On August 31, Italian steel unions called for a September 11 protest of workers at Ilva, one of Italy’s largest steelmakers, as ArcelorMittal plans to take over the company and threatens workers with job losses and wage cuts. The nationalist unions on both sides of the Atlantic have made no attempt to connect these struggles.

The USW is quick to blame workers in other countries for taking the jobs and wages of workers in the US and Canada. But workers must see through these nationalist lies, and ask themselves who is responsible for the attack on jobs and pushing through one concessions contract after another. It is the transnational corporations that scour the globe in search of the lowest labor costs, and unions, like the USW, which function as nothing more that cheap labor contractors and management’s enforcers.

Rank-and-file steelworkers must take the conduct of this struggle into their own hands by electing rank-and-file factory and workplace committees at every US Steel and ArcelorMittal mill and facility. These committees should advance their own demands, for a 40 percent across-the-board wage increase, the abolition of all tiers, the shortening of the workweek with no loss of pay, full funding of health care and retirement benefits, and workers’ control over production to stop speedup and unsafe conditions.

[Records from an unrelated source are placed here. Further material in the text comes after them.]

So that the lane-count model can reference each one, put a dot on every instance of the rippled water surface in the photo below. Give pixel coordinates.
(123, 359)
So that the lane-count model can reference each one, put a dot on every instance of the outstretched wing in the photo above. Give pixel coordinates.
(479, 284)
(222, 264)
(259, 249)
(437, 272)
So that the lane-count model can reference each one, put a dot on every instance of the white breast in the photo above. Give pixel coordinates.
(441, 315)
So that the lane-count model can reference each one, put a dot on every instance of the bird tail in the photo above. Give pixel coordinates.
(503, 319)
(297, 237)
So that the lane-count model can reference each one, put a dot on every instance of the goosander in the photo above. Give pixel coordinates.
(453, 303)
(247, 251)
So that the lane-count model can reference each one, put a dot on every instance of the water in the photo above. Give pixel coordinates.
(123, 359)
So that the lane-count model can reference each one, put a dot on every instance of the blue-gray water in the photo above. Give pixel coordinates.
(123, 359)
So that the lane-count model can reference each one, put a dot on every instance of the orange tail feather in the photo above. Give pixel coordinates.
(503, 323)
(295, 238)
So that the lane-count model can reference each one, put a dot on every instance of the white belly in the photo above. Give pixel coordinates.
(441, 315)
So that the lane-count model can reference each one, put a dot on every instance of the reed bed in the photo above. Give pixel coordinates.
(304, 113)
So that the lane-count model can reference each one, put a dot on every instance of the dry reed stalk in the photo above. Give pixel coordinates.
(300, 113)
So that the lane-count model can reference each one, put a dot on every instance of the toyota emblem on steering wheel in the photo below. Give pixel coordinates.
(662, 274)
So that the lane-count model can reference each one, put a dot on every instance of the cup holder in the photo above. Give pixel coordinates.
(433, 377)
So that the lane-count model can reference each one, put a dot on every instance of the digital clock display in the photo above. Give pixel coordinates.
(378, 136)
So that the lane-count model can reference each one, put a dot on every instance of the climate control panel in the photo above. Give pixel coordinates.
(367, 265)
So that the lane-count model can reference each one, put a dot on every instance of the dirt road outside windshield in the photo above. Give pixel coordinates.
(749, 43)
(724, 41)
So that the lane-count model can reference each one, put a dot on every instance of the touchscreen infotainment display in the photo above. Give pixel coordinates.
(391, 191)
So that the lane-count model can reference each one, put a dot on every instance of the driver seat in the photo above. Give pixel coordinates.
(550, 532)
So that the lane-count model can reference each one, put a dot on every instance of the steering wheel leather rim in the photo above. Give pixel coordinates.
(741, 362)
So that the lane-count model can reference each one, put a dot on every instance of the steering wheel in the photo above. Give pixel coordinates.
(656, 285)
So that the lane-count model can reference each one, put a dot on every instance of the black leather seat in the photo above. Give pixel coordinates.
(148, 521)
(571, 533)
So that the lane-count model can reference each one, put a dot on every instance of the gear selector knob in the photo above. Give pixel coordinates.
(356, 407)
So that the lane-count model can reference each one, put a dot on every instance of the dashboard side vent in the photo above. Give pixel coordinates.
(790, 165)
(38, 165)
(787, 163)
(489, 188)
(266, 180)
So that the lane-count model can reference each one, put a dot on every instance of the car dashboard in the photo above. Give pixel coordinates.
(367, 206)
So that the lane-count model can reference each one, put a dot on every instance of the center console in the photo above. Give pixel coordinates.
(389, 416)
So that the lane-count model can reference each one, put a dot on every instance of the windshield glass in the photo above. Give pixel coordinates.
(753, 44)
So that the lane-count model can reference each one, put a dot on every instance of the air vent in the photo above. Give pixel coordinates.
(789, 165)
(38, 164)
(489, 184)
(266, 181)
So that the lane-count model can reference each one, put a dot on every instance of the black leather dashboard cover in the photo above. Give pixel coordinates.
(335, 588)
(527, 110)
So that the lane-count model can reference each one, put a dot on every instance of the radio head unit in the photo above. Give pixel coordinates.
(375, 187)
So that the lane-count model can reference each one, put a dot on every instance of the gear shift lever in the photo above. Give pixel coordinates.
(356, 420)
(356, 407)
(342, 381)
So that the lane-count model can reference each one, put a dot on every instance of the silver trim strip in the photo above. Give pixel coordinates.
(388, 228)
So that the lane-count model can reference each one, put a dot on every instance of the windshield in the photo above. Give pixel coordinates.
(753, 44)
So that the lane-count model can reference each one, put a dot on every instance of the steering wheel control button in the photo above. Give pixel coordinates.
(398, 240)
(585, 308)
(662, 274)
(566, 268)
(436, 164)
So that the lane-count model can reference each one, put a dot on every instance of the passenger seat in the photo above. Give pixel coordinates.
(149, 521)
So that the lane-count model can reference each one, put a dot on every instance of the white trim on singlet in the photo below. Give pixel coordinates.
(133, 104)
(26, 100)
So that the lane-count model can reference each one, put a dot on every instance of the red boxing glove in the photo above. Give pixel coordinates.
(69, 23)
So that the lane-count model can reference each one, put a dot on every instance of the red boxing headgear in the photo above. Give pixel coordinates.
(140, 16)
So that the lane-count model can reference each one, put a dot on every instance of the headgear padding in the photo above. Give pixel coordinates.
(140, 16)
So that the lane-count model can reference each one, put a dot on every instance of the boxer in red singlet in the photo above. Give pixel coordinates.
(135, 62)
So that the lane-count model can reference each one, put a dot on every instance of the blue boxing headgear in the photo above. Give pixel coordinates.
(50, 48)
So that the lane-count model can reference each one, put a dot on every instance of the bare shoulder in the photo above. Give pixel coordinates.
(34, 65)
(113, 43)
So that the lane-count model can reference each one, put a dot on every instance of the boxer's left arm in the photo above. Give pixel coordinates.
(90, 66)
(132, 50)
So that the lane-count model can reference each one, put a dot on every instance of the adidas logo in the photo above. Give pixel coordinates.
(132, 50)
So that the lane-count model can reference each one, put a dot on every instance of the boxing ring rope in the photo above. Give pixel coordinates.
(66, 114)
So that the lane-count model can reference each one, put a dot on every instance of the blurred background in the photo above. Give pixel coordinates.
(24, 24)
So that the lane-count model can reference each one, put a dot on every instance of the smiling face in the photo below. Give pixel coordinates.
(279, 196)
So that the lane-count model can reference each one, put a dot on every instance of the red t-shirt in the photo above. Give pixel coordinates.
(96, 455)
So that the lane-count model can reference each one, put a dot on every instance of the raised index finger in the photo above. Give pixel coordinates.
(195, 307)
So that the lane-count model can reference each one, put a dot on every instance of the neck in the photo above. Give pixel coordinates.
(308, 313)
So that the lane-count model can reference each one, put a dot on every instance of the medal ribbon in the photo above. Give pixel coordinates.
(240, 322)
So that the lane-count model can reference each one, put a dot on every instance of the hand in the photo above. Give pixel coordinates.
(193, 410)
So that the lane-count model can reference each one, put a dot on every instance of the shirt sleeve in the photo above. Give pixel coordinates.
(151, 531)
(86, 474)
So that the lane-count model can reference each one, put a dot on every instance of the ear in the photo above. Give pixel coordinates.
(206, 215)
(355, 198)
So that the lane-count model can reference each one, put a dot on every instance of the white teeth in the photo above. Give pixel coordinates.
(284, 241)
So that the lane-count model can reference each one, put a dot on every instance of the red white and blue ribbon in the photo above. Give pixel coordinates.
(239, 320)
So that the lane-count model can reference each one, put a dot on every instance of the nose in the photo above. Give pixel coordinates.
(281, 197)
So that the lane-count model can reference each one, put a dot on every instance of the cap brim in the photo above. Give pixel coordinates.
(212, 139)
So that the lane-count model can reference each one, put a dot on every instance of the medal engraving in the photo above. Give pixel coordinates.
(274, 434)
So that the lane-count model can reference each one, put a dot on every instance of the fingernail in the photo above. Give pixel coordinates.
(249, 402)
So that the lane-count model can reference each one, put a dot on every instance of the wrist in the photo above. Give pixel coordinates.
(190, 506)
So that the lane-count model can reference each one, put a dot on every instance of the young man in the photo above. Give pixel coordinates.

Instead of backdoor negotiations, rank-and-file committees must elect their own representatives to attend all negotiations and livestream them to all workers. Workers must reassert the principle of “No contract, no work” and prepare immediate strike action as US Steel, ArcelorMittal and the whole steel industry. Rank-and-file committees should fan out to unite with UPS workers, teachers, autoworkers, US Postal Service workers and other workers to prepare a general strike.

In opposition to the nationalist trap being set by the unions and the Trump administration, US steelworkers should unite with their class brothers and sisters internationally in a common struggle against the capitalist system and for a socialist program, which would include the transformation of the steel companies into public enterprises democratically controlled and collectively owned by the working class.